Magnus magnes ipse est globus terristris.
(The earth itself is a great magnet.)
William Gilbert
De Magnete, 1600

So, the earth is a magnet. It has a magnetic field shielding it from solar winds and particles. Magnetic fields cannot mix. It’s like a string of pearls, each pearl is a blob of plasma and the string the field line. The particles hitting the radiation belts will always come down following these field lines. Nothing can cross the field lines, so the only place where you’re going to get particles coming in towards the earth’s atmosphere is around the magnetic polar circles. When you get substantial variations in the magnetosphere you get aurora. Why there? Simply, because of the structure of the magnetosphere.

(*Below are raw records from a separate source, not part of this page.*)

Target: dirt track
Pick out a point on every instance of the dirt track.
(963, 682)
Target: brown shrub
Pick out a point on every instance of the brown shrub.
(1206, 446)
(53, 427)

The magnetosphere is the region in space where the influence of the earth’s magnetic field can be felt. The shape of the magnetosphere can be likened  to a sideway teardrop with the broad part oriented towards the sun. In the middle of the widest spot, Earth sits wrapped in a protective blob of plasma within stormy flow of solar wind and radiation. Together with the atmosphere, the magnetosphere makes our planet livable.

During explosive events called substorms, charged particles are fired down along the field lines towards the magnetic polar circles on the night side of Earth where they penetrate into Earth's atmosphere. Accelerated by the process of magnetic reconnection, the charged particles might collide with atmospheric particles, such as oxygen atoms. As the atoms are excited they liberate energy in the form of photons. As billions of collisions happen simultaneously visible light is emitted (see Colours). In this way, while being a critical part of planetary ecology (see Ecology), the magnetosphere also makes earth-sun interactions in the upper atmosphere visible.